Na rozkaz dowódcy AK gen. Tadeusza „Bora” Komorowskiego powstanie w Warszawie wybuchło 1 sierpnia o godzinie 17.00 (godzina „W”). W walkach wzięło udział ok. 50 tys. żołnierzy AK, do których dołączyły m.in. jednostki Narodowych Sił Zbrojnych w liczbie 700-800 żołnierzy i Armii Ludowej w sile 500 żołnierzy. Do powstańców przyłączyła się także ludność cywilna, zasilając oddziały powstańcze i organizując zaplecze. Powstanie toczyło się okrutnym torem przez 63 dni. Przez te 63 dni powstańcy prowadzili heroiczny i samotny bój z wojskami niemieckimi. W ciągu czterech pierwszych dni powstańcy zajęli centralne dzielnice Warszawy. Później zostali zepchnięci do defensywy. Około 50 tys. słabo uzbrojonych powstańców stawiło czoło odwetowi profesjonalnej hitlerowskiej machiny wojennej. Dzień po dniu równano Warszawę z ziemią. Masowe egzekucje były na porządku dziennym. 2 września Armia Krajowa opuściła rejon Starego Miasta. 1,5 tysiąca pozostałych przy życiu powstańców, niosąc na noszach kilkuset rannych, przedostało się przez jedyny właz do biegnących pod miastem kanałów.

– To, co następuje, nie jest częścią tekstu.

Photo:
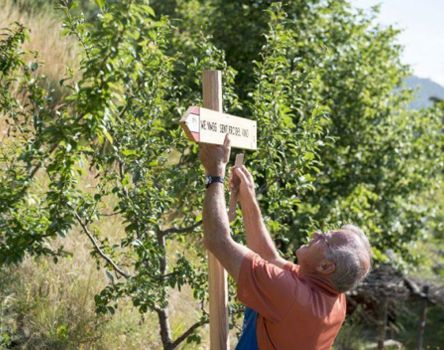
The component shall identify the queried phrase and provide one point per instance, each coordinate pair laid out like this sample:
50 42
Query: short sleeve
266 288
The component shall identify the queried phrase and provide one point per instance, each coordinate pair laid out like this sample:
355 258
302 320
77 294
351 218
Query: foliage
336 144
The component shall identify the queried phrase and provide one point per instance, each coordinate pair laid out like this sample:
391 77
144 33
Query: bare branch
174 230
100 251
188 332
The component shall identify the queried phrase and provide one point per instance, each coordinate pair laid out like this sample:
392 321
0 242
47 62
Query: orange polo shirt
294 311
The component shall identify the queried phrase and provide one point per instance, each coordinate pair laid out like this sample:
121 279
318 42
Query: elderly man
288 306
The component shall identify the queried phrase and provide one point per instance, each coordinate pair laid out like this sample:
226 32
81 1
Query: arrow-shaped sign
208 126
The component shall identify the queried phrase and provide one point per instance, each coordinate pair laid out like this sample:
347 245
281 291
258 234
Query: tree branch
174 230
165 332
100 251
188 332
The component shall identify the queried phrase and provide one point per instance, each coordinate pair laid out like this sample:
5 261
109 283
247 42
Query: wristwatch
210 179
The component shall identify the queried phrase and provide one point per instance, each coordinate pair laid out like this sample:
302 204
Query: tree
336 144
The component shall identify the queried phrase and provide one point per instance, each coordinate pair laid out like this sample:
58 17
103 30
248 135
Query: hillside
426 89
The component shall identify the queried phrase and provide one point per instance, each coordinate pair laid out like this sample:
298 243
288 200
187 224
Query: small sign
208 126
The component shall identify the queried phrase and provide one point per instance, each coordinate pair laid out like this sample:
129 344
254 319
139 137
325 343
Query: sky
422 23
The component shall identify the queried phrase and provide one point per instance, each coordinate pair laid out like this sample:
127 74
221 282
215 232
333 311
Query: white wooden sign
208 126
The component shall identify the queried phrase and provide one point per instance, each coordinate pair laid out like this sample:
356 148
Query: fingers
239 173
227 148
243 169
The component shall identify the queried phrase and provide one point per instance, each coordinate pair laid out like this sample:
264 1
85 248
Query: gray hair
350 259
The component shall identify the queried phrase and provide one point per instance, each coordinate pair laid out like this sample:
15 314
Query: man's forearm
215 220
257 235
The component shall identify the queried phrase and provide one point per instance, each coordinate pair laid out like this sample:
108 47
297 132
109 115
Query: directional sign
208 126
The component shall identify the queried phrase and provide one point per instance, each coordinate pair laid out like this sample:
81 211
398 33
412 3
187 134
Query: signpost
209 124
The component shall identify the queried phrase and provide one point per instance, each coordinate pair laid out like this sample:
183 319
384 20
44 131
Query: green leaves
101 4
336 144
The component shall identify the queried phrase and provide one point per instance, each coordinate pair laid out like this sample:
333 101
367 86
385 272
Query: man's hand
242 179
214 158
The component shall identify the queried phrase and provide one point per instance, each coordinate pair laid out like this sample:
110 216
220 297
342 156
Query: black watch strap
212 179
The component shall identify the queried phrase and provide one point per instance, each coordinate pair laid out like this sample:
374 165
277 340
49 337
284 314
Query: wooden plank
217 276
233 197
209 126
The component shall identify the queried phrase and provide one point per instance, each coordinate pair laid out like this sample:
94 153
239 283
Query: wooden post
423 318
382 321
217 276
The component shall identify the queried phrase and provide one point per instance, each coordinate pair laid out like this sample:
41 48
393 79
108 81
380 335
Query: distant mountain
426 89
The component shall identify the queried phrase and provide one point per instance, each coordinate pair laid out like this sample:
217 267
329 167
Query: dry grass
51 306
56 52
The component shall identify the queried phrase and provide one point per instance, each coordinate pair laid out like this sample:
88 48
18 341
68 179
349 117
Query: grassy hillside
48 305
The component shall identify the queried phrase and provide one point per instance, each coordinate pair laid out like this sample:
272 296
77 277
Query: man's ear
326 267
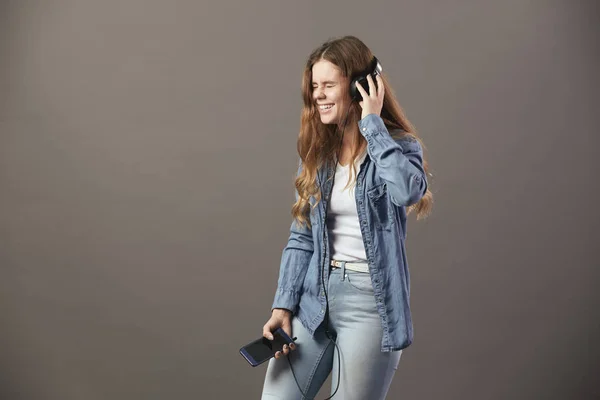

Brodząc w kanale, przebyli sześciokilometrową drogę – drogę ratunku. 6 września upadło Powiśle. Po przegranej bitwie na Pradze, los miasta był już przesądzony. 23 września padł Czerniakow, 26 września – Mokotów, 30 września – Żolibórz. Odcięte i otoczone oddziały AK zostały zmuszone do kapitulacji. 2 października 1944 r. generał „Bór” Komorowski podpisał akt kapitulacji. Nastąpiła ewakuacja Warszawy. Około 200 tysięcy ludzi zginęło w czasie powstania, ok. 550 tysięcy wywieziono do obozu przejściowego w Pruszkowie. Kolejne 150 tysięcy wysłano na przymusowe roboty do Rzeszy. Znaczne straty ponieśli też Niemcy: ok. 17 tys. zabitych, 9 tys. rannych, ok. 2 tys. wziętych do niewoli. Powstańcy zniszczyli kilkadziesiąt i uszkodzili ponad 200 czołgów i dział szturmowych.
Zgodnie z rozkazem Hitlera całkowitego zrównania Warszawy z ziemią, niemieckie jednostki specjalne rozpoczęły wysadzanie nielicznych ocalałych budynków. Gdy 17 stycznia 1945 roku oddziały Armii Czerwonej wkroczyły do Warszawy, zastały doszczętnie zniszczone miasto i jedno wielkie cmentarzysko. Biorąc pod uwagę czynnik polityczny jak i militarny Powstanie Warszawskkie było klęską. Nie zrealizowało celów, jakie przy wybuchu powstania postawiła sobie Komenda Główna AK. Warszawę oswobodzili Sowieci, narzucając w późniejszym czasie władze komunistyczną i doprowadzając do utraty suwerenność. Wielkość strat poniesionych przez stronę polską w wyniku powstania powoduje, że decyzja o jego rozpoczęciu do dziś wywołuje kontrowersje.